FAROL

Há mais de vinte anos que vivia isolado numa ilha não identificada em nenhum mapa ilustrativo da região, tendo por companhia uma velha pedra castanha, bastante polida, que ele guardava embrulhada na palma da mão.
Existiam animais, plantas, e outros seres vivos não classificados como pertencentes a uma ou outro espécie, mas este homem escolhera uma pedra para conviver e mais nenhum outro.

Quando foi encontrado por um barco de pesca que, fugindo da rota oficialmente traçada, e acidentado por uma tempestade não prevista, foi ancorar ali numa das margens da ilha, pediu aos seus tripulantes que o levassem. Assim aconteceu.

Durante a viagem, a meio da trajectória, do caminho de volta, o homem abre a mão e diz à pedra “vamos ver a Europa, um pão, um copo,...”. A pedra estava vermelha da temperatura tão elevada da palma da mão e imanava um luz singular.
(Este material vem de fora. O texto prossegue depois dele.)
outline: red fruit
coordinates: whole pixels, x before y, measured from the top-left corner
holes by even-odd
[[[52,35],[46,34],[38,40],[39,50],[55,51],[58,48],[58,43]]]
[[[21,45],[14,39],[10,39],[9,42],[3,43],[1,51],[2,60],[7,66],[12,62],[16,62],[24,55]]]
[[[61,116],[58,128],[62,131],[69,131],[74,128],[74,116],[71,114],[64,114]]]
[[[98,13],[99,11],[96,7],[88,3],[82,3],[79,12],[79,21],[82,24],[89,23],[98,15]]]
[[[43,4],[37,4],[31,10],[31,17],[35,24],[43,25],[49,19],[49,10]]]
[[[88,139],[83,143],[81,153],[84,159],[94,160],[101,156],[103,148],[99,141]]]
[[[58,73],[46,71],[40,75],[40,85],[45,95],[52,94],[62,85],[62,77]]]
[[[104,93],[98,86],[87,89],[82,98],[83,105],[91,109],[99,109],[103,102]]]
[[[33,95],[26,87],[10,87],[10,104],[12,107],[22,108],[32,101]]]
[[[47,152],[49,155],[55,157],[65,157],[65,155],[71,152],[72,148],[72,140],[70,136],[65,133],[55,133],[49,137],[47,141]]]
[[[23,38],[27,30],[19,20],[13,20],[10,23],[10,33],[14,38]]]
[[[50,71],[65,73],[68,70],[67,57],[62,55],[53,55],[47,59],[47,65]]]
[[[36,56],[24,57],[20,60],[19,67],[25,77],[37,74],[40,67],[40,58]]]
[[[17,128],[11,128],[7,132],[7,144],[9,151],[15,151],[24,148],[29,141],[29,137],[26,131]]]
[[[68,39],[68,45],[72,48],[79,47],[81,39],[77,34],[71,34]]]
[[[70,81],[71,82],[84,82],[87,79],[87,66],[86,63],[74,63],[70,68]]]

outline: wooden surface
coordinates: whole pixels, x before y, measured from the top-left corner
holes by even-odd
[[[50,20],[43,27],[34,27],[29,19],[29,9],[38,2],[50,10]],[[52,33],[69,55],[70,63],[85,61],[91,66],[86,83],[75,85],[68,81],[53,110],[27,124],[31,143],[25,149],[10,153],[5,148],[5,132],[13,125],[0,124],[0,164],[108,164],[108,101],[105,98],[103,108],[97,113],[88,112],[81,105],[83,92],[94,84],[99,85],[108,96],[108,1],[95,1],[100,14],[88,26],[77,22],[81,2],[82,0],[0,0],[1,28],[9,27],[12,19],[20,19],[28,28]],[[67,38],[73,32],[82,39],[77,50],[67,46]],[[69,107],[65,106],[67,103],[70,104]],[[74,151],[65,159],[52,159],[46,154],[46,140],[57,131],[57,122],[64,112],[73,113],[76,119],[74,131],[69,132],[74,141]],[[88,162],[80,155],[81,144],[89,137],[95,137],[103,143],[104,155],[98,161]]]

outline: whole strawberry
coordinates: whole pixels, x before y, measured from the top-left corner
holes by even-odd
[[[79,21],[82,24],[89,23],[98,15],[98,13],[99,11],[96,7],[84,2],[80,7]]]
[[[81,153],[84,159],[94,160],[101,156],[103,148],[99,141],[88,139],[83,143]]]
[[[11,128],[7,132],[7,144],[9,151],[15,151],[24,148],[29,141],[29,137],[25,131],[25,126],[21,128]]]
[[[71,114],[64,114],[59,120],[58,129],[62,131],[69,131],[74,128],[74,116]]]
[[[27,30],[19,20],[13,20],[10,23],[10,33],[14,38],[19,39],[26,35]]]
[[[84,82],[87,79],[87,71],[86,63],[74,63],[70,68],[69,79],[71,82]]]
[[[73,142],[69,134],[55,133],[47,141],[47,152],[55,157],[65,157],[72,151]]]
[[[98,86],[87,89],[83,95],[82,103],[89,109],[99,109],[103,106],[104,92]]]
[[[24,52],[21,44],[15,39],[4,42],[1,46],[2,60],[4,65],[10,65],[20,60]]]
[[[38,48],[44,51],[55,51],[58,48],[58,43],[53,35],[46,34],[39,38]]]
Os pescadores olhavam o homem como se desconfiassem pela primeira vez dele e atreveram-se a perguntar a razão de ser da pedra. O homem sentiu-se intimidado e com enorme resistência respondeu: saí da civilização com um fim e esse não seria cumprido senão em diálogo com esta pedra que imana a luz da minha própria presença.

Laçaram-no ao mar, não por discordarem, porque não ousariam fazê-lo, mas por medo das palavras do desconhecido que não representavam nada de concreto. O homem estendeu-se de barriga para cima com a pedra ao peito e tornou-se num farol.